The unified AI framework matures into a production-ready powerhouse with concurrent tool execution and Rails-native instrumentation.

Rachel Goldstein
Rachel Goldstein
Dev Tools Editor · Jun 24, 2026 · 5 min read
RubyLLM 1.16: Bringing Sanity to the Ruby AI Stack

For the past few years, developers building AI-powered applications have faced a frustrating choice. They could either swim in the bloated, un-pythonic waters of LangChain, or they could wrestle with a chaotic mess of vendor-specific SDKs, each with its own response formats, retry logic, and architectural quirks. For Ruby developers, the situation was even worse. Often treated as second-class citizens in the AI ecosystem, Rubyists were left to write custom HTTP wrappers or rely on thin, poorly maintained gems.

Enter RubyLLM. Created by Carmine Paolino, the framework has quietly amassed over 9 million downloads on RubyGems by offering a clean, idiomatic, and unified interface for OpenAI, Anthropic, Gemini, DeepSeek, Ollama, and more.

With the release of version 1.16, RubyLLM graduates from a convenient developer-experience wrapper to a serious production-grade tool. By introducing concurrent tool execution, native Rails-style instrumentation, and comprehensive custom API base configurations, this release directly addresses the performance, observability, and security requirements of enterprise applications.

The Anti-Bloat Philosophy

Many AI orchestration frameworks suffer from dependency creep. They pull in hundreds of transitive packages, slowing down boot times and introducing massive security attack surfaces. RubyLLM takes the opposite approach. It relies on a remarkably lean footprint, utilizing only a few core runtime dependencies including Faraday, Zeitwerk, and Marcel.

Despite this minimalism, it provides a comprehensive feature set that covers chat, multimodal vision, document extraction, audio transcription, image generation, and embeddings. Instead of writing separate client initializers for every model, a single unified interface handles the heavy lifting:

# A single interface for any model
chat = RubyLLM.chat
chat.ask "Analyze this document", with: "contract.pdf"

This abstraction is not just about saving lines of code. It decouples your application logic from the underlying model provider. If Anthropic's Claude Sonnet is your production default but you want to run local testing against Ollama or switch to a cheaper DeepSeek model for batch processing, the migration path requires changing a single configuration line rather than rewriting your entire ingestion pipeline.

Production-Grade Concurrency: Threads vs. Fibers

When an LLM decides to trigger multiple tool calls, it is signaling that these operations are independent. For example, if a user asks for the weather in Berlin and Tokyo, the model returns two tool calls. Running these calls sequentially is a massive waste of time, especially since tool calls are almost exclusively I/O-bound operations (database queries, external API requests, or microservice calls).

Prior to version 1.16, RubyLLM executed these tools one after another. In 1.16, concurrent tool execution is now native. Developers can enable this globally in their initializer:

RubyLLM.configure do |config|
  config.tool_concurrency = true # Defaults to :threads
end

Setting this to true uses Ruby's native threads, requiring zero external dependencies. However, for highly concurrent, I/O-heavy applications, spawning a thread per tool call can become expensive. To solve this, RubyLLM 1.16 introduces a :fibers mode, which utilizes the async gem to handle concurrency cooperatively.

This concurrency can also be overridden on a per-chat basis, allowing developers to fine-tune execution depending on the complexity of the tools being called:

# Use fibers for fast, concurrent API calls
chat.with_tools(Weather, StockPrice, concurrency: :fibers)

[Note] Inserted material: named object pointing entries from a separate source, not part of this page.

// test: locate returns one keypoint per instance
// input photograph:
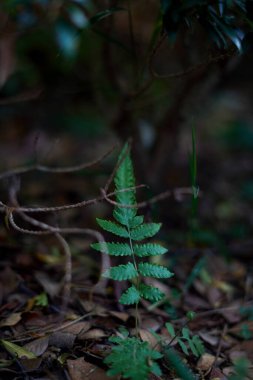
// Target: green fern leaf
(112, 227)
(150, 293)
(114, 249)
(144, 250)
(130, 296)
(132, 358)
(145, 230)
(121, 272)
(136, 221)
(152, 270)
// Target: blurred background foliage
(94, 72)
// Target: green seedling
(130, 226)
(131, 357)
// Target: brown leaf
(79, 369)
(62, 340)
(78, 328)
(93, 334)
(31, 364)
(216, 374)
(12, 320)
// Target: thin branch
(48, 169)
(187, 71)
(177, 193)
(110, 179)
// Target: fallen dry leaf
(11, 320)
(62, 340)
(79, 369)
(93, 334)
(205, 362)
(38, 346)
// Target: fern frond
(153, 270)
(145, 230)
(136, 221)
(113, 249)
(133, 359)
(149, 249)
(121, 272)
(112, 227)
(130, 296)
(151, 293)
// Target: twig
(48, 169)
(187, 71)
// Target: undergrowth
(130, 356)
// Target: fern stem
(137, 314)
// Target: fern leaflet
(133, 359)
(130, 296)
(112, 227)
(131, 226)
(145, 230)
(152, 270)
(143, 250)
(151, 293)
(121, 272)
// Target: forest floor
(53, 327)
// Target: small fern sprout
(130, 226)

# Disable concurrency entirely for CPU-bound or rate-limited tools
chat.with_tools(HeavyProcessor, concurrency: false)

Crucially for Rails developers, concurrent tool calls run wrapped inside the Rails executor. This means database connection pools, CurrentAttributes, and code reloading behave exactly as they would in a standard controller or job, preventing the subtle thread-safety bugs that often plague custom concurrency implementations in Rails.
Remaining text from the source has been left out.